Vous analysez la pluriactivité comme une caractéristique essentielle de l'emploi en milieu rural, en soulignant la nécessité d'un aménagement de l'ensemble des règles qui la régissent.
Le développement économique de nombreuses zones rurales suppose, en effet, la différentiation des activités plutôt que leur spécialisation. Les espaces peu peuplés, où l'offre d'emplois est faible et la polyvalence nécessaire, ou encore les zones de montagnes où les activités saisonnières représentent une part importante des emplois sont particulièrement concernées par ce phénomène.
Le dispositif en faveur du monde rural comporte une série de mesures tendant à une meilleure reconnaissance de la pluriactivité.
Ces mesures ont pour objectif d'élargir les possibilités de cumuler un emploi public et privé, de simplifier les règles de rattachement aux régimes sociaux pour les pluriactifs exerçant une activité extérieure non salariée et d'aménager la règle de rattachement des conjoints collaborateurs dans le cadre de la pluriactivité.
En matière d'aménagement de l'espace rural, force est de constater que la fragilisation de l'agriculture conduit dans de nombreux cas au retour à la friche et à la désorganisation de l'espace, dans l'attente d'une urbanisation devenant alors une issue naturelle. Dans ce cas, les politiques agricoles d'organisation des marchés pèsent peu face aux anticipations spéculatives sur le prix du foncier.
Or, il n'existe pas d'instruments adaptés pour la protection et l'aménagement des espaces agricoles périurbains, analogues aux instruments fonciers permettant d'aménager le territoire urbain.
Une mixité entre espaces agricoles et naturels doit, par ailleurs, être assurée.
Le dispositif nécessaire doit comporter les outils de maîtrise foncière permettant de lutter contre la spéculation et d'entreprendre des aménagements, dans un périmètre rendu non urbanisable.

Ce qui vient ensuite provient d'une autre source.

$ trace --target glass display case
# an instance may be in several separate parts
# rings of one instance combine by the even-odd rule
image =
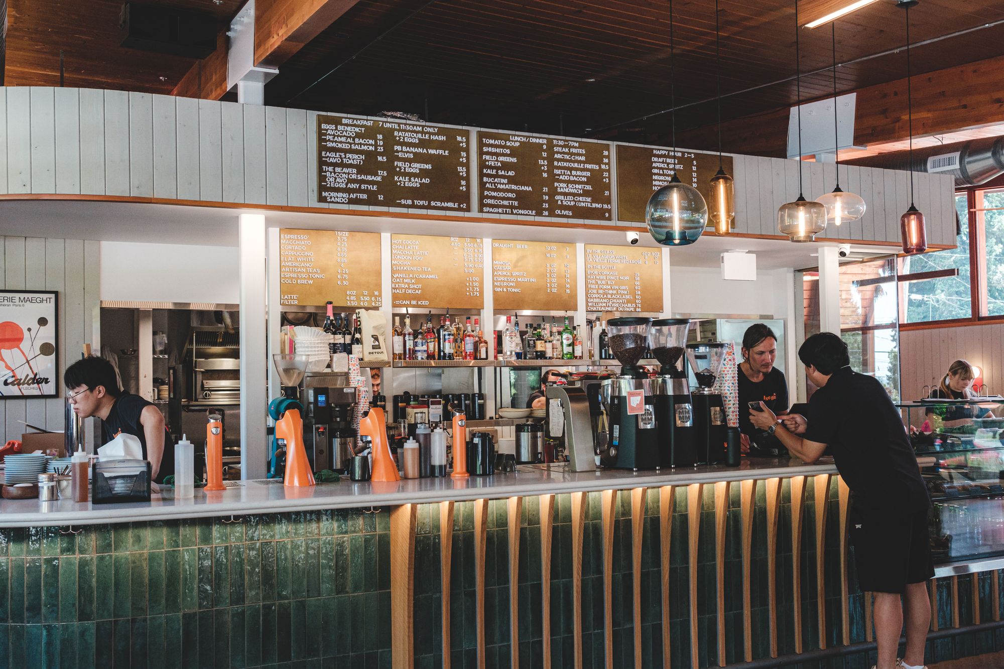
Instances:
[[[1004,555],[1004,398],[897,406],[934,505],[935,564]]]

Nous allons donc proposer au Parlement un certain nombre de mesures répondant à cette forte attente.
Vous le voyez, l'ensemble des services de la DATAR et de mon ministère sont mis à contribution pour l'élaboration de ce paquet rural. Des consultations sont conduites avec le monde associatif, les grandes associations d'élus locaux, généralistes (Association des Maires de France, Association des Régions de France, Association des Départements de France) ou spécialisées (Conseil National de la Montagne) et les organisations professionnelles. Parallèlement, un travail est engagé avec l'ensemble des départements ministériels concernés.
Ce qui guide l'action du Gouvernement c'est à la fois l'objectif d'équité territoriale, prérogative de l'Etat central, qui doit s'exercer en faveur des zones les plus fragiles ou les moins dotées, mais aussi la volonté d'accompagner et de fédérer les initiatives locales, le projet de territoire se devant d'être construit au plus proche du territoire. Cette action se doit d'être diversifiée en écho à la diversité des territoires. Elle se doit d'être lisible et cohérente pour être mieux comprise par nos concitoyens.
L'enjeu de notre action dépasse de beaucoup des considérations techniques et financières ; il s'agit de contribuer à sauvegarder un modèle de civilisation auquel nous sommes très attachés.
Voici retracé, Madame la Présidente, en quelques mots l'avenir dans lequel votre mouvement s'inscrira. Il y a déjà près de trente ans, René COLSON écrivait que " dans cette société de plus en plus inhumaine, s'associer, c'est chercher non seulement à s'en sortir, mais à aller vers une vie plus complète. C'est plus que cela encore, c'est accepter de vouloir s'en sortir non pas seul, mais avec les autres ". L'éthique mutualiste et les valeurs que vous défendez resteront certainement, et encore pour longtemps, un des éléments essentiel du développement du monde rural.